Rio de Janeiro (21/05/2026) – A comissão técnica de Carlo Ancelotti definirá até o amistoso contra o Panamá, em 31 de maio, no Maracanã, a numeração que os 26 convocados da Seleção Brasileira usarão na Copa do Mundo de 2026, a ser disputada nos Estados Unidos. A expectativa é de que o anúncio ocorra antes da bola rolar no mesmo palco, repetindo o protocolo adotado em 2018.
Por que a definição antecipada importa
Mesmo parecendo apenas um detalhe visual, a numeração impacta logística, marketing e, sobretudo, hierarquia técnica dentro do elenco. Camisas “pesadas” — como a 10, a 9 ou a 1 — costumam sinalizar o status de seus portadores. Para patrocinadores, o tempo adicional entre o anúncio e o Mundial é crucial para produção de material promocional e venda de uniformes oficiais.
Neymar: a 10 deve voltar ao dono histórico
Neymar ostenta a camisa 10 da Seleção desde a Copa das Confederações de 2013 e participou de todas as Copas subsequentes com esse número. Nas quatro partidas do atual ciclo (todas em 2023, sob Fernando Diniz), o atacante novamente vestiu a 10. Mesmo projetado inicialmente como opção de banco, a tendência é que ele recupere o número, devolvendo Vinicius Júnior à 7 e empurrando Raphinha para a 11.
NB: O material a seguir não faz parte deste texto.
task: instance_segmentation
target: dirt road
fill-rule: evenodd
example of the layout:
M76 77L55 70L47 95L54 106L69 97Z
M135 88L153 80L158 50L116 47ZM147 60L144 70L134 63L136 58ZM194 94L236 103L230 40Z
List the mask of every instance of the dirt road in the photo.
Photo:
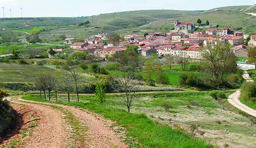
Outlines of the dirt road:
M70 134L69 132L73 134L76 132L70 132L69 129L70 126L65 118L62 117L65 116L63 113L52 106L70 112L81 124L87 127L85 131L79 131L79 133L85 132L86 136L84 142L76 147L127 148L120 139L121 137L125 137L125 132L122 130L115 132L121 128L113 126L114 123L99 115L73 106L24 100L21 97L8 99L15 104L32 107L39 111L41 117L32 138L25 142L26 148L66 148L67 143L73 141L68 139L68 135Z
M253 80L250 77L247 72L245 72L243 77L248 82L253 82ZM241 95L241 90L237 91L235 93L230 95L228 99L228 102L234 106L246 113L256 117L256 110L251 109L242 103L239 98Z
Quem briga pela 9? E os demais números-chave
Com a ausência de João Pedro, que vestiu a 9 nos amistosos contra França e Croácia, a referência numérica do ataque ficou vaga. Endrick e Igor Thiago despontam como favoritos:
- Endrick (Lyon) – 19 anos e artilheiro da Ligue 1 2025/26 com 24 gols; usa a 9 no clube.
- Igor Thiago (Brentford) – 25 anos, 17 gols na Premier League; também prefere a 9.
Nos bastidores, a CBF tende a seguir o critério de antiguidade e minutagem sob Ancelotti para fechar a questão.
Raio-X da Seleção antes da oficialização
- Média de idade do elenco: 26,4 anos
- Jogadores remanescentes de 2018: Alisson, Marquinhos, Casemiro, Danilo (LD), Ederson e Neymar
- Setor mais renovado: ataque (quatro estreantes em Copas – Endrick, Igor Thiago, Luiz Henrique e Rayan)
- Desempenho defensivo no ciclo 2025/26: 0,8 gol sofrido/jogo (7 em 9 partidas)
- Ataque sob Ancelotti: 2,2 gols marcados/jogo (20 em 9 partidas)
Calendário até a Copa
27 de maio: apresentação final na Granja Comary.
31 de maio: Brasil x Panamá (Maracanã) – numeração já oficial.
6 de junho: Brasil x Egito (Cleveland, EUA) – último teste, apenas alterações por lesão poderão modificar os números.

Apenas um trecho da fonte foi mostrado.